Other people come to consider themselves "loners."  And some may actually be such, social needs, like everything else in nature, falling within a range with a few as statistical "outliers." But more often "loneness" is simply a sign that a person has not yet found others of their 'kind' -- others who share their interests and proclivities.  If a child experiences that type of loneness -- and the resulting lonliness -- then they will either come to see themselves as defective ("what is wrong with me?") or, as likely, take a defensive posture ("There is nothing wrong with me! What's wrong with you?")

Frankly I was such a child. Lost in my own little world. Quite content there, but certainly odd appearing to others.

My mom, years later, related to me a story of once, when I was still a toddler, leaving me with a neighbor. She said she had dropped me off on the neighbor's little 'stoop', calling in "I'm leaving Donny!"  Then, quite some time later, when she returned, she found that the neighbor had either not heard her or forgotten - but there I was, quite content on the 'stoop,' examining a leaf, a caterpillar or some such.

To my mom's grief the neighbor, after that, started spreading the story that little Donny, who never wondered off, must be "retarded." I suppose the final evidence on that is yet to fully come in. But in my case that became meaningless with the passing of time. For once I discovered where my interests actually lie -- in the arts, literature and the world of ideas -- and once I found a friend, and then later friends, who shared those interests -- I started 'wondering off' aplenty.

We might think that loneliness is a particular problem in small towns and communities. Oddly cities can add to people's loneness (and loneliness) far more than small towns.

In a small community only the true outliers are left without a sense of belonging. But in cities, where the bustling throng have to each recede into themselves to preserve even a smattering of self, many can be and are left to feel the emptiness of loneness. We can sometimes help here by displaying a touch of empathy and understanding, drawing such out, looking for common ground and common interests.

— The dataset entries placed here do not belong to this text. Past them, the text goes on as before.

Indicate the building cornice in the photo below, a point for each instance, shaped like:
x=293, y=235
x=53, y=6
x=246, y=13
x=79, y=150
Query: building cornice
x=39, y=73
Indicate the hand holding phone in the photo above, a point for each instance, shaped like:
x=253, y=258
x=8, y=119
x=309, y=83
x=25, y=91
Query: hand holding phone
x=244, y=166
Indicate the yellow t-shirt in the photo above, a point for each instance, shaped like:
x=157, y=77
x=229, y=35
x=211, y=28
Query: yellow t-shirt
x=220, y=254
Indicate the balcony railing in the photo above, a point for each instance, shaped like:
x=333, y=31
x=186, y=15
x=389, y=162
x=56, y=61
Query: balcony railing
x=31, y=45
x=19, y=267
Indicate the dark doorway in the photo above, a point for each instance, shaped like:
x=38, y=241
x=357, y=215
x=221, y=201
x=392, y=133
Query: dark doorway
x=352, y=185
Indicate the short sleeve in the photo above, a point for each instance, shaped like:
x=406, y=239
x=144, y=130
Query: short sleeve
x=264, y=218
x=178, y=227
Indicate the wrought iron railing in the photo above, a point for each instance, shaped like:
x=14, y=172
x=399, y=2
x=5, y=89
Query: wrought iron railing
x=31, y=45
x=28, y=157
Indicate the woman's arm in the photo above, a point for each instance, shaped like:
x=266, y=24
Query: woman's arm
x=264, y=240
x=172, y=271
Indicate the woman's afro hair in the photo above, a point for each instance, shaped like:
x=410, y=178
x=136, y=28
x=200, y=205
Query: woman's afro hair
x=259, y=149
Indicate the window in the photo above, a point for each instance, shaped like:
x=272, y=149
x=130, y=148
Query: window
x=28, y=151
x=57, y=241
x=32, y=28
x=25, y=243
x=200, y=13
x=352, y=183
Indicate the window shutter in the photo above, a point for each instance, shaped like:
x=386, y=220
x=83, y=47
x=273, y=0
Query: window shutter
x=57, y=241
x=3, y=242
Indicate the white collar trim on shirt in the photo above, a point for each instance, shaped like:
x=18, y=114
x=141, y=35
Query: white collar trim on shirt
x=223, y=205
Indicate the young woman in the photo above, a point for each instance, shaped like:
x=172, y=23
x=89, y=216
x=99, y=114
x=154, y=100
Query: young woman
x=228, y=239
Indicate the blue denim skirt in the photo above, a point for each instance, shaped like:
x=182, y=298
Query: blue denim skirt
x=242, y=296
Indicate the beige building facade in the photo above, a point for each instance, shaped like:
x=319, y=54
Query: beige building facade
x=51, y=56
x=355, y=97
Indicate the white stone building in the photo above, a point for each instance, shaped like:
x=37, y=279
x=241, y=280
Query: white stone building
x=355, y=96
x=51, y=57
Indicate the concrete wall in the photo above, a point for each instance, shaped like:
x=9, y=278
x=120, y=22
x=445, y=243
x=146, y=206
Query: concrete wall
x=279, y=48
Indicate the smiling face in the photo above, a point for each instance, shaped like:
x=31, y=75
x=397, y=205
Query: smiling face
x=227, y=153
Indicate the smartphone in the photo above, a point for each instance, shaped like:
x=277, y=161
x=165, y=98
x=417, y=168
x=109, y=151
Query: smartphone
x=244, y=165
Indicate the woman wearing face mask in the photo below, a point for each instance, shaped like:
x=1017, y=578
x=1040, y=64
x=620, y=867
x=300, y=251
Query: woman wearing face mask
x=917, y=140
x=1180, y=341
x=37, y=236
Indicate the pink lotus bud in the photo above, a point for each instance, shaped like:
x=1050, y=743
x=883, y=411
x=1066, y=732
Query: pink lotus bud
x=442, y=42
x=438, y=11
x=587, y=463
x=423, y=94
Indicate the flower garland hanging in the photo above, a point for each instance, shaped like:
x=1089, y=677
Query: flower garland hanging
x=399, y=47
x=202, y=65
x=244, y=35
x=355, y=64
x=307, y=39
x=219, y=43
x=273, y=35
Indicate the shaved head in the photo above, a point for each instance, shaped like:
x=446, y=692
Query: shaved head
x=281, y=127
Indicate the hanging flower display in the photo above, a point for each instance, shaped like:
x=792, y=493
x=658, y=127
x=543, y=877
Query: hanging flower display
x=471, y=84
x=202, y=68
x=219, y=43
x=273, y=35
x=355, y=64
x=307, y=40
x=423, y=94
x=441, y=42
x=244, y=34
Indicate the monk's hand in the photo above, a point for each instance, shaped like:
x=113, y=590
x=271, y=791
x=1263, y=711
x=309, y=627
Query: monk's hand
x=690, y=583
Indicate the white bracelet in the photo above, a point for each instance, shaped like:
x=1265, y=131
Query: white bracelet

But perhaps the greatest hope for 'loners' who do not really want to be alone is the internet. For here communities of shared interest can be found, and the feeling of "belonging" that comes with such, for almost anyone with any -- even the most obscure -- of interests.

Yes, humans are social animals. As such we can reach the "height of Giraffes" and maybe even have the "pride of lions."  Or, in many cases, we can just allow ourselves to be what we comfortably are - a "gaggle of geese."